By STEVEN WALKER
published 2007
The Food and Drug Administration recently argued in the D.C. Court of Appeals that it has the power to ban meat and vegetables without violating anyone's fundamental rights. The agency chose this bizarre position in an attempt to counter arguments made by patients and their advocates in Abigail Alliance v. von Eschenbach. This groundbreaking case challenges the agency's refusal to grant access to investigational drugs, even as a last resort for terminally ill patients.
Last year, a three-judge panel decided that the FDA is violating the due- process rights of terminally ill patients by denying them access to promising investigational drugs. In response the FDA moved for a rehearing by the full court, hoping to prevent a lower court-supervised examination of whether its draconian policies actually serve a narrowly tailored compelling governmental interest. In layman's terms, this means the FDA would have to show its policies toward terminal patients are so critical to the well-being of society that they supersede (in broad and highly imperfect fashion) the fundamental right of an individual to pursue life free of undue government interference. The FDA knows their policies will not survive this test, and doesn't want the question asked.
Consider the FDA's handling of Genasense, a new drug for melanoma and chronic lymphocytic leukemia (CLL), two often terminal forms of cancer. The drug is being developed by Genta, a small, innovative company with only one approved drug and limited financial resources. Despite compelling evidence that Genasense is making progress in fighting both diseases, the FDA appears determined to kill the drug.
.In the case of the melanoma application, instead of reviewing the clinical-trial data in accordance with usual methods (which showed positive results), the FDA chose a nonstandard statistical approach aimed at discrediting the results. The agency used this analysis in its briefing to its advisory committee, claiming that the drug might not be effective. The committee then relied on that information to vote against approval.
Now, Genta has found a serious mathematical error in the FDA's analysis, rendering its results meaningless. Genta is filing a complaint under the Federal Data Quality Act to correct the record. But in the meantime, the drug remains unapproved and melanoma patients continue to wait.
Genasense was also shown in a well-run, randomized clinical trial (the FDA's gold standard) to cause a complete disappearance of disease in 17% of patients with advanced CLL when combined with two older drugs. Just 7% of patients in a control group who received only the older drugs experienced similar benefit. The responders to Genasense have seen their relief last an average of 36 months, while those using other drugs saw their cancer return, on average, in 22 months.
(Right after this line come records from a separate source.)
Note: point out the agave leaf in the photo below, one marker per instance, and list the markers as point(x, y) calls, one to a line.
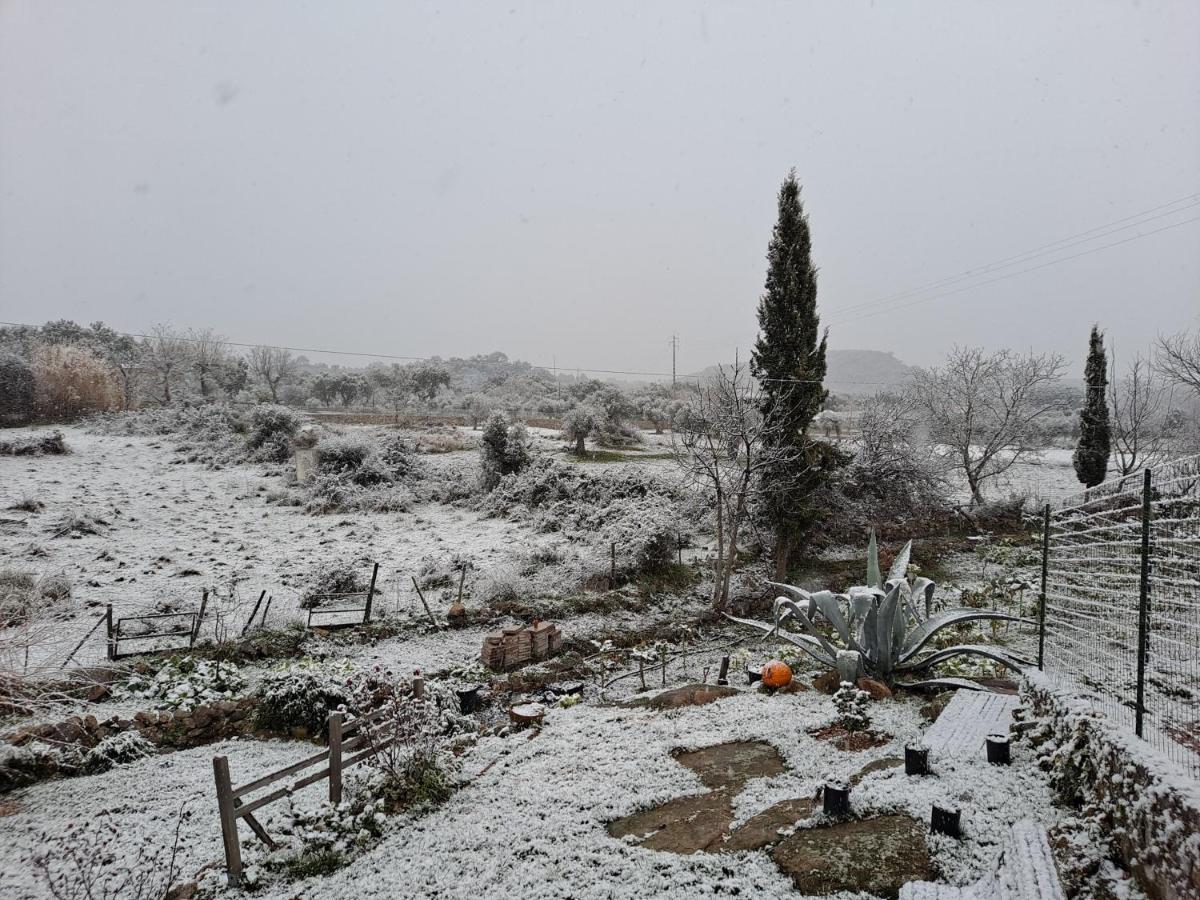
point(923, 597)
point(959, 683)
point(829, 604)
point(886, 623)
point(792, 611)
point(930, 627)
point(900, 565)
point(966, 649)
point(861, 601)
point(803, 641)
point(873, 563)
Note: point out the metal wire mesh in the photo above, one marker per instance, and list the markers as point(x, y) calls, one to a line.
point(1123, 562)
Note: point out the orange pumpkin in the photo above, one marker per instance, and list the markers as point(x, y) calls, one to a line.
point(777, 675)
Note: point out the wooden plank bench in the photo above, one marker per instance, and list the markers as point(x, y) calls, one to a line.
point(1025, 870)
point(967, 720)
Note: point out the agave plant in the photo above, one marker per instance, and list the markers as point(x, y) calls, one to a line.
point(886, 624)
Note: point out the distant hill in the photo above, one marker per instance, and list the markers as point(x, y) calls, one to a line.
point(846, 371)
point(857, 371)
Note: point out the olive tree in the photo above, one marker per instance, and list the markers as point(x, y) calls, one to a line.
point(983, 409)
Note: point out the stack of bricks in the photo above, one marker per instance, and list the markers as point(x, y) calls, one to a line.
point(516, 646)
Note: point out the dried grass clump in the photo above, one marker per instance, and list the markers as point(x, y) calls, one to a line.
point(48, 444)
point(71, 382)
point(27, 597)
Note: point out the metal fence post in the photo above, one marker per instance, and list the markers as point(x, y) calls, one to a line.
point(335, 757)
point(112, 636)
point(366, 611)
point(1042, 595)
point(1143, 606)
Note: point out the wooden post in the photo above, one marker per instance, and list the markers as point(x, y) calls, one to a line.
point(253, 613)
point(916, 760)
point(335, 757)
point(199, 618)
point(112, 636)
point(1143, 607)
point(228, 819)
point(835, 799)
point(427, 610)
point(1042, 597)
point(366, 612)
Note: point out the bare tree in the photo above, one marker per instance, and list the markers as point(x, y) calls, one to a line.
point(721, 441)
point(166, 354)
point(273, 366)
point(984, 409)
point(208, 357)
point(1141, 430)
point(1179, 359)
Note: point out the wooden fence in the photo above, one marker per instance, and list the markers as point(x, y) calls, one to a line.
point(115, 634)
point(349, 743)
point(365, 610)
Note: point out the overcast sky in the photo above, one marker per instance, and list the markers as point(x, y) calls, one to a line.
point(576, 181)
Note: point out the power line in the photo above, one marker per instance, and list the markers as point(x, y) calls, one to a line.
point(1013, 275)
point(1117, 226)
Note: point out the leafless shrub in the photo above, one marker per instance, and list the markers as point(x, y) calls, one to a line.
point(100, 861)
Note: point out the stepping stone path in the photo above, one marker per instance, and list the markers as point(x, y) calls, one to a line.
point(967, 720)
point(875, 855)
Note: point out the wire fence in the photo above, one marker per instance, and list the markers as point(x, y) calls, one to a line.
point(1121, 581)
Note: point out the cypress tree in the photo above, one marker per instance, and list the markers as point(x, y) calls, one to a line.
point(789, 360)
point(1091, 457)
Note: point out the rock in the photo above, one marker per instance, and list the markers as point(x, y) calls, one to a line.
point(879, 690)
point(690, 695)
point(183, 892)
point(527, 714)
point(828, 683)
point(870, 856)
point(762, 831)
point(97, 693)
point(685, 825)
point(887, 762)
point(733, 763)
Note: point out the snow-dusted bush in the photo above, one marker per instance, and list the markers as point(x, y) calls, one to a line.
point(852, 707)
point(271, 429)
point(185, 683)
point(640, 513)
point(117, 750)
point(301, 695)
point(343, 828)
point(503, 450)
point(16, 390)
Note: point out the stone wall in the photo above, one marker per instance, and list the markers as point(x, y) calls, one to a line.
point(1145, 803)
point(173, 730)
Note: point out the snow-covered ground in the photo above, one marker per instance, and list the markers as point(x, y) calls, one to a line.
point(174, 528)
point(531, 820)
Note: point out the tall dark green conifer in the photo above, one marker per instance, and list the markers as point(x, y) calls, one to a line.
point(789, 360)
point(1091, 457)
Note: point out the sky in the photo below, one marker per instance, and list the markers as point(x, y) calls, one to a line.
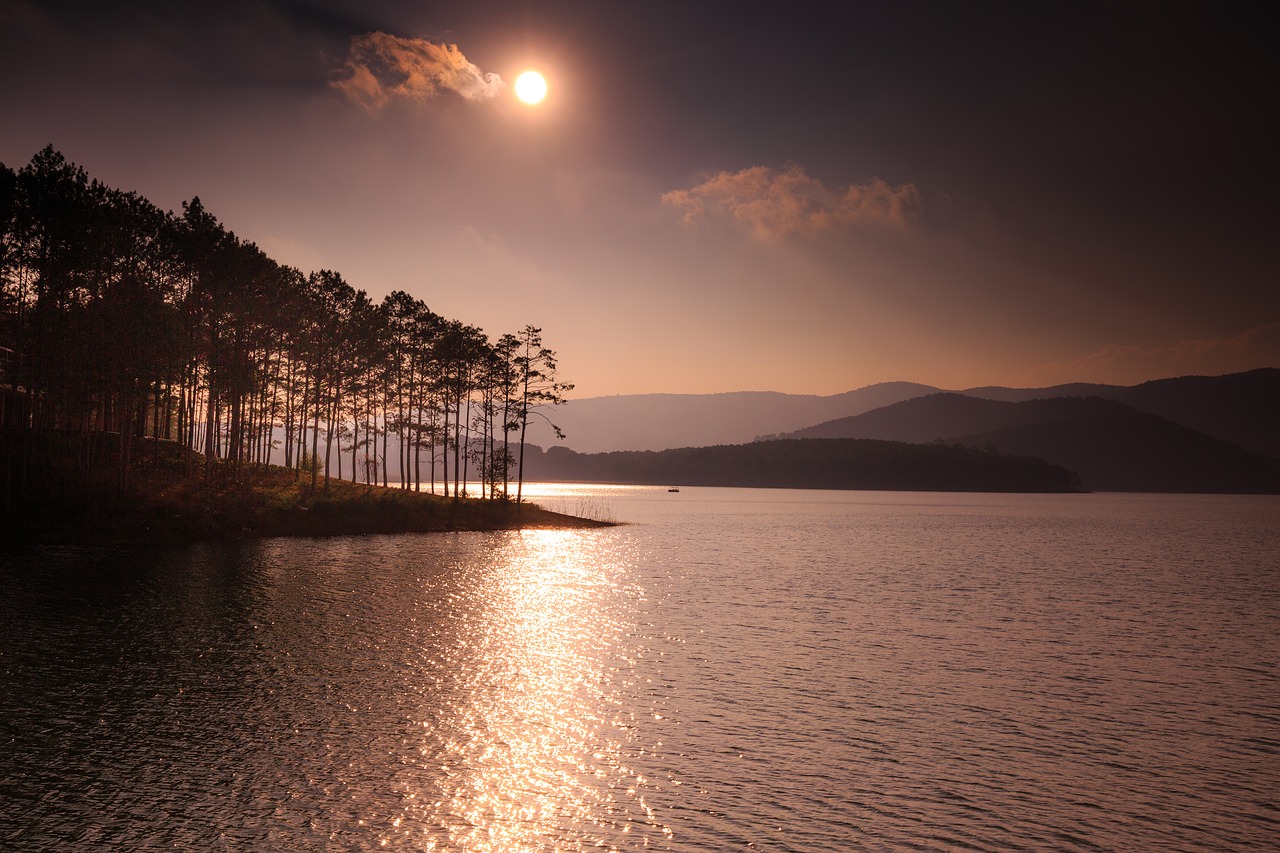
point(716, 196)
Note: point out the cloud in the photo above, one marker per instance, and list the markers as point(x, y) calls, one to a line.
point(380, 68)
point(1132, 364)
point(775, 204)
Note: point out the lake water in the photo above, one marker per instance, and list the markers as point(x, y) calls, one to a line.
point(734, 669)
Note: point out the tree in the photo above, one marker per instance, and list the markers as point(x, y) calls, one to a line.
point(536, 387)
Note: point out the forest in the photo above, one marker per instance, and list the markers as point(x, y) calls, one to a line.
point(132, 336)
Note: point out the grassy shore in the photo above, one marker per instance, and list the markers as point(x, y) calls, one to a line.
point(269, 503)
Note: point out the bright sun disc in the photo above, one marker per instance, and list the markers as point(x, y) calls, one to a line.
point(530, 87)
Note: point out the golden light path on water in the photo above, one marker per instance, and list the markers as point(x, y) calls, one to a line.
point(531, 743)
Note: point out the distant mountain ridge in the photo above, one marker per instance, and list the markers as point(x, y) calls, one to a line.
point(1242, 409)
point(1110, 445)
point(663, 422)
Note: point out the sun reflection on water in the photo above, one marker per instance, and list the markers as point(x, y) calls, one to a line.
point(529, 749)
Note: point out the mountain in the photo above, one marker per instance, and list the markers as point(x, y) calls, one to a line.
point(662, 422)
point(1240, 407)
point(1111, 446)
point(831, 464)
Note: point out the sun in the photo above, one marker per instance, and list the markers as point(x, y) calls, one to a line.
point(531, 87)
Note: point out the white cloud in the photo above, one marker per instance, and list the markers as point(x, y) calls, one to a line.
point(380, 68)
point(775, 204)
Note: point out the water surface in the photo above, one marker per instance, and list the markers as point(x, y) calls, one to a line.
point(734, 669)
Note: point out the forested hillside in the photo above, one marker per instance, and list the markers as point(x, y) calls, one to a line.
point(124, 328)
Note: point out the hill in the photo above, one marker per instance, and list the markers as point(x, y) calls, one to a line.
point(835, 464)
point(1240, 407)
point(1110, 445)
point(663, 422)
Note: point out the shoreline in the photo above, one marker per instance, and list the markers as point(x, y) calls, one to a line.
point(173, 510)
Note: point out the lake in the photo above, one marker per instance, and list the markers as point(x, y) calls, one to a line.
point(732, 669)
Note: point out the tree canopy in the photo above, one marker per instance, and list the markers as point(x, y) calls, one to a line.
point(124, 328)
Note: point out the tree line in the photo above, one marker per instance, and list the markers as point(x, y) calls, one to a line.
point(127, 329)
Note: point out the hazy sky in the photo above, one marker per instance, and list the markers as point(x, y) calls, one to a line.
point(716, 196)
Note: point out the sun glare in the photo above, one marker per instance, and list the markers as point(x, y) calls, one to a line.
point(531, 87)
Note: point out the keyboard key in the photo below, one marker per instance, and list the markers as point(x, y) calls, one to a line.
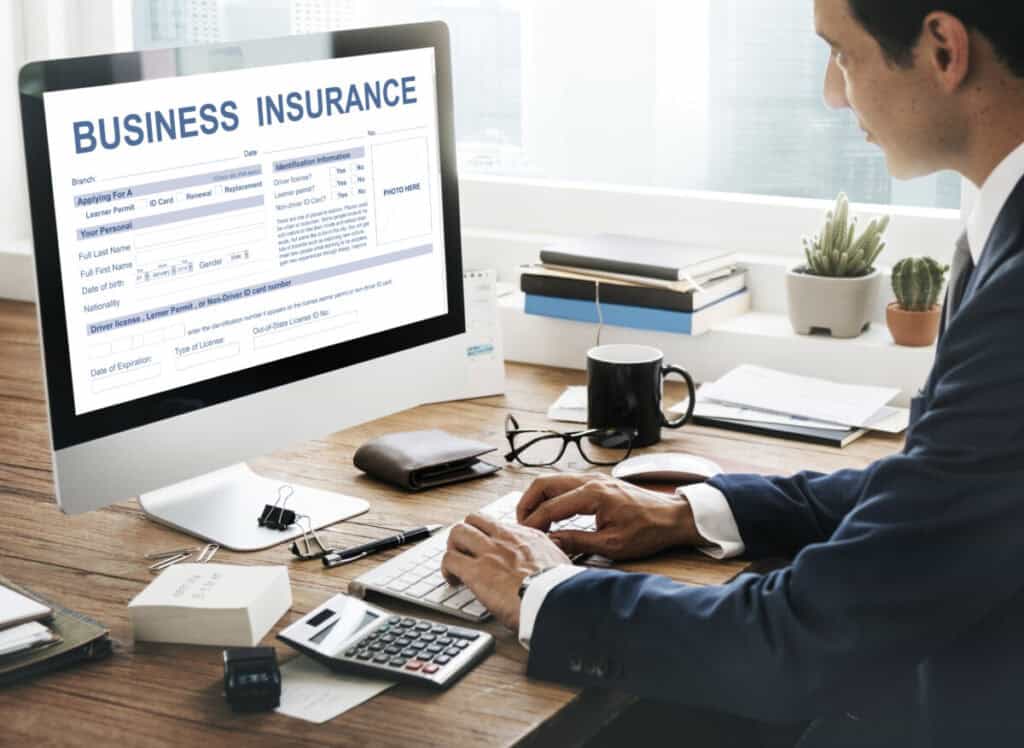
point(420, 589)
point(435, 579)
point(457, 601)
point(442, 592)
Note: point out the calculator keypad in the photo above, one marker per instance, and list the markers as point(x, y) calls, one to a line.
point(412, 645)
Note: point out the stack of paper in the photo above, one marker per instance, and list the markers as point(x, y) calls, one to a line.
point(211, 604)
point(19, 629)
point(570, 407)
point(753, 398)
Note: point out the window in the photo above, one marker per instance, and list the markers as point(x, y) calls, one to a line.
point(721, 95)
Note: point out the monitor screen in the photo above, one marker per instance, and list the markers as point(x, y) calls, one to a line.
point(211, 223)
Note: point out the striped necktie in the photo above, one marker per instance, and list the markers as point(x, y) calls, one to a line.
point(960, 276)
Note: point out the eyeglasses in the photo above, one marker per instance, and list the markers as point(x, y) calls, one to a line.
point(541, 447)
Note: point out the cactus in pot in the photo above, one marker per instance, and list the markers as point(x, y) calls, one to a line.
point(838, 252)
point(918, 283)
point(836, 290)
point(913, 318)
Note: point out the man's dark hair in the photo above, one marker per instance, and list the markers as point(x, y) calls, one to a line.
point(897, 25)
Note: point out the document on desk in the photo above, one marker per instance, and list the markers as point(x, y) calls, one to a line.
point(313, 693)
point(755, 386)
point(570, 407)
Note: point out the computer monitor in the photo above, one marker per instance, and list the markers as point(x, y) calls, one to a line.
point(238, 247)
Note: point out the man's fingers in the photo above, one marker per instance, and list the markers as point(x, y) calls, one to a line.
point(578, 541)
point(546, 488)
point(457, 567)
point(468, 539)
point(583, 500)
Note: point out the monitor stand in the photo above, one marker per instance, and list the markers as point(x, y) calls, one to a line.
point(223, 507)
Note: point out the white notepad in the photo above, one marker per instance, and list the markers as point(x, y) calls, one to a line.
point(16, 609)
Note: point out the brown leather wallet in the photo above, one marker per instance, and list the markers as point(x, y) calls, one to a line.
point(418, 460)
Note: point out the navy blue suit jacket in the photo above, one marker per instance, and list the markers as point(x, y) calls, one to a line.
point(904, 603)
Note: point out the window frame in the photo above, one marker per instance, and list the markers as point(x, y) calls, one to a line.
point(527, 212)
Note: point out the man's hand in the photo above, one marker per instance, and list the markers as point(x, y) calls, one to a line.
point(493, 559)
point(632, 523)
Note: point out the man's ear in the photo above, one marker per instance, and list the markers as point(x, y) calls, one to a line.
point(945, 47)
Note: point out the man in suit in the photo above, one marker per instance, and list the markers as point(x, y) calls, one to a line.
point(900, 619)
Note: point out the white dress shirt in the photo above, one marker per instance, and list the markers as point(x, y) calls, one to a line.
point(712, 514)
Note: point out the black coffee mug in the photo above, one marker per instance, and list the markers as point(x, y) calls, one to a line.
point(624, 390)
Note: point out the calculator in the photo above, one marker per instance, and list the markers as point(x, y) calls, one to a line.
point(350, 635)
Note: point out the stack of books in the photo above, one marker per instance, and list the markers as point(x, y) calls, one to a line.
point(38, 636)
point(638, 283)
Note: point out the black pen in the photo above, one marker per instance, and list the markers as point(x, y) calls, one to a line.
point(347, 555)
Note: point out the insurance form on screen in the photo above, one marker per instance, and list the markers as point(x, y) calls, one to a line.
point(214, 222)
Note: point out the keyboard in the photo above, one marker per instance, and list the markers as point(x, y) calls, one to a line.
point(415, 576)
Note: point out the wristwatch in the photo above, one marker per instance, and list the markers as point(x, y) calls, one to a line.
point(530, 578)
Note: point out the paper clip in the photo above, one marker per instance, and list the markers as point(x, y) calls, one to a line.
point(171, 561)
point(167, 553)
point(167, 558)
point(274, 515)
point(305, 551)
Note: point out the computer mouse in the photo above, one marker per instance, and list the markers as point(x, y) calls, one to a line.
point(677, 468)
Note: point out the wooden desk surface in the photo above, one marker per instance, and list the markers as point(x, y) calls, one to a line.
point(160, 694)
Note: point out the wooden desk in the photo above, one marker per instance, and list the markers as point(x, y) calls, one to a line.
point(160, 694)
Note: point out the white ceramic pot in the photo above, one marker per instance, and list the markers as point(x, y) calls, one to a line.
point(840, 306)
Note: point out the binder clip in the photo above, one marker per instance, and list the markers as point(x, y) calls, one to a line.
point(274, 515)
point(309, 546)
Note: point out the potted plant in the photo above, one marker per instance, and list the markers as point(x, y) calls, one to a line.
point(836, 290)
point(913, 317)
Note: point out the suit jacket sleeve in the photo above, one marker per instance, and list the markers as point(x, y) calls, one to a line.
point(777, 516)
point(929, 546)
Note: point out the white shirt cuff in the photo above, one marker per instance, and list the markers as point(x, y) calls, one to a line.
point(537, 590)
point(714, 521)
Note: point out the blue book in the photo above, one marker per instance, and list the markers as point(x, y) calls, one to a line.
point(642, 318)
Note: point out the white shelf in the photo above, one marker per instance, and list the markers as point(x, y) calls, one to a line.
point(17, 279)
point(758, 337)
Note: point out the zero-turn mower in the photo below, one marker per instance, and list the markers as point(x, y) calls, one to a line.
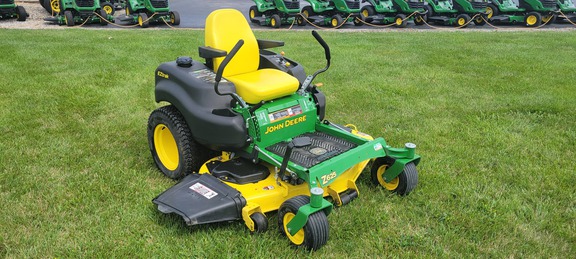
point(145, 12)
point(246, 130)
point(8, 9)
point(72, 12)
point(333, 13)
point(530, 12)
point(457, 12)
point(393, 12)
point(274, 13)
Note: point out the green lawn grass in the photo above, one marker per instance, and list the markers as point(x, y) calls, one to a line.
point(493, 115)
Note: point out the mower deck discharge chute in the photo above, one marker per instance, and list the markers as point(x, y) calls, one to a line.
point(333, 13)
point(247, 128)
point(275, 13)
point(8, 9)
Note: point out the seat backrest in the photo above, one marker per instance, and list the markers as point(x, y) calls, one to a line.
point(224, 27)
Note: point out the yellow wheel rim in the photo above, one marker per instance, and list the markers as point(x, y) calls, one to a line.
point(107, 9)
point(392, 185)
point(461, 21)
point(531, 20)
point(166, 147)
point(55, 5)
point(297, 238)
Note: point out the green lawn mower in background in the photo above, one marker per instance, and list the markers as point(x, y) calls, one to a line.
point(333, 12)
point(393, 11)
point(530, 12)
point(145, 12)
point(244, 132)
point(568, 8)
point(457, 12)
point(275, 13)
point(8, 9)
point(74, 12)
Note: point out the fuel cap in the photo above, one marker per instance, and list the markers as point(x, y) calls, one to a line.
point(184, 61)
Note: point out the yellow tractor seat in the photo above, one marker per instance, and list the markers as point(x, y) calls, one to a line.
point(224, 28)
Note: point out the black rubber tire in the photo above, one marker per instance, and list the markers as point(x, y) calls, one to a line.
point(479, 21)
point(407, 179)
point(260, 222)
point(316, 230)
point(419, 19)
point(462, 20)
point(367, 10)
point(174, 18)
point(536, 23)
point(358, 21)
point(191, 155)
point(275, 21)
point(336, 21)
point(494, 10)
point(307, 11)
point(108, 7)
point(400, 18)
point(104, 18)
point(143, 20)
point(253, 13)
point(69, 18)
point(21, 14)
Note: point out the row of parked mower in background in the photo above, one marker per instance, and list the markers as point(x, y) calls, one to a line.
point(334, 13)
point(76, 12)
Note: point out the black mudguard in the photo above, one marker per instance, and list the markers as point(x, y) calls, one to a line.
point(200, 199)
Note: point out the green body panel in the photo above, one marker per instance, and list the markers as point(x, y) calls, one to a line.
point(146, 6)
point(284, 119)
point(320, 6)
point(466, 6)
point(566, 5)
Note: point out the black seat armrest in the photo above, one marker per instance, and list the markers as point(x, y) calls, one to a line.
point(209, 52)
point(267, 44)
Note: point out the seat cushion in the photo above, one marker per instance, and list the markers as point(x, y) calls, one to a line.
point(263, 85)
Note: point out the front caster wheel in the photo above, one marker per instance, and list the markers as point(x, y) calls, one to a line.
point(403, 184)
point(314, 234)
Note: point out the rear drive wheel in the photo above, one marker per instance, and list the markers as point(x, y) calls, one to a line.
point(403, 184)
point(174, 18)
point(367, 10)
point(316, 231)
point(400, 21)
point(336, 21)
point(104, 17)
point(143, 20)
point(533, 19)
point(253, 13)
point(275, 21)
point(21, 14)
point(170, 140)
point(419, 20)
point(69, 18)
point(108, 7)
point(462, 20)
point(260, 222)
point(491, 11)
point(307, 11)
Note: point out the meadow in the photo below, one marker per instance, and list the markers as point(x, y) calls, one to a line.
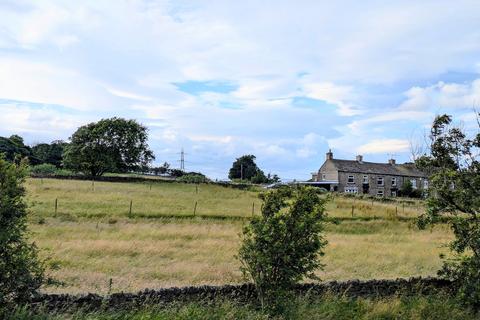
point(95, 245)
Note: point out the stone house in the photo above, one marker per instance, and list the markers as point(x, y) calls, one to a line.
point(358, 176)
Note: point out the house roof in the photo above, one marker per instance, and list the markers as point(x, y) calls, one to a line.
point(407, 169)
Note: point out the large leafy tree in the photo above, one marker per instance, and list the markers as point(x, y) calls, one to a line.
point(245, 168)
point(50, 153)
point(115, 145)
point(21, 272)
point(454, 194)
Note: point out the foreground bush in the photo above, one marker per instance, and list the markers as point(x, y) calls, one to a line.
point(21, 273)
point(454, 165)
point(283, 245)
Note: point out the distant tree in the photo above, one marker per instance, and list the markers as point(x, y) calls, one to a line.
point(176, 173)
point(21, 272)
point(50, 153)
point(14, 146)
point(454, 193)
point(163, 169)
point(273, 179)
point(283, 245)
point(115, 145)
point(245, 168)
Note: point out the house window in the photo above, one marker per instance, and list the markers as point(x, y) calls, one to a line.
point(380, 181)
point(365, 179)
point(394, 182)
point(414, 183)
point(351, 190)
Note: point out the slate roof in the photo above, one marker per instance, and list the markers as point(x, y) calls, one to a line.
point(407, 169)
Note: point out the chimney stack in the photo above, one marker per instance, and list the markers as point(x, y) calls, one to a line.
point(329, 155)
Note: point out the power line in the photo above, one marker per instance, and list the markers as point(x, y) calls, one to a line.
point(182, 160)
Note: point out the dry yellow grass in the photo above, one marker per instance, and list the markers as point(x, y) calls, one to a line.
point(166, 252)
point(107, 199)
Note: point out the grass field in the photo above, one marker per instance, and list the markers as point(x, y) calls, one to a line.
point(108, 199)
point(93, 239)
point(149, 200)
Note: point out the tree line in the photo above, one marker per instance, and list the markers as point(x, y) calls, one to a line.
point(114, 145)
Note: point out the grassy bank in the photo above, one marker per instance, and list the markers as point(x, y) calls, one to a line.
point(138, 254)
point(77, 198)
point(430, 307)
point(92, 238)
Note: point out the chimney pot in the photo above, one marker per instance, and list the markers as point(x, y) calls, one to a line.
point(329, 155)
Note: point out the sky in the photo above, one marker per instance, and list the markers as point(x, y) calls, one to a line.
point(282, 80)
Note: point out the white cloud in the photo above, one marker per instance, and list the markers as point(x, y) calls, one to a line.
point(384, 146)
point(443, 95)
point(121, 58)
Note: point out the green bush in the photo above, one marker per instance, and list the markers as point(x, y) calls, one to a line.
point(21, 272)
point(44, 169)
point(453, 192)
point(283, 245)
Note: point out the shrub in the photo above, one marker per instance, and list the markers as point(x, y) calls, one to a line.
point(453, 192)
point(283, 245)
point(45, 169)
point(21, 272)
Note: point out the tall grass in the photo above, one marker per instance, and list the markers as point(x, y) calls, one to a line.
point(152, 200)
point(137, 254)
point(108, 199)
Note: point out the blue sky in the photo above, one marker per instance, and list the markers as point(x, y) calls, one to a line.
point(283, 80)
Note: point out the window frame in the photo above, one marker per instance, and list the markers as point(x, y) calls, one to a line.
point(365, 179)
point(381, 179)
point(352, 177)
point(414, 183)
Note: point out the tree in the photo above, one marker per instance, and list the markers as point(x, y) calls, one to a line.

Following these results, the Director of the FDA's cancer division, Dr. Richard Pazdur, again convened a public meeting of his advisory committee. After an agency presentation designed to elicit a negative outcome, the panel voted 7 to 3 against approval, triggering an immediate reaction of surprise and dismay among many CLL experts.
But the committee vote is less surprising if one knows that the FDA appointed several voting consultants to the committee (none of them CLL experts), and recused from the meeting the only sitting member of the committee who is an expert in CLL. Perhaps even more troubling, two of the voting committee members worked behind the scenes as undisclosed consultants for the FDA on Genasense, then without disclosure voted in the open meeting.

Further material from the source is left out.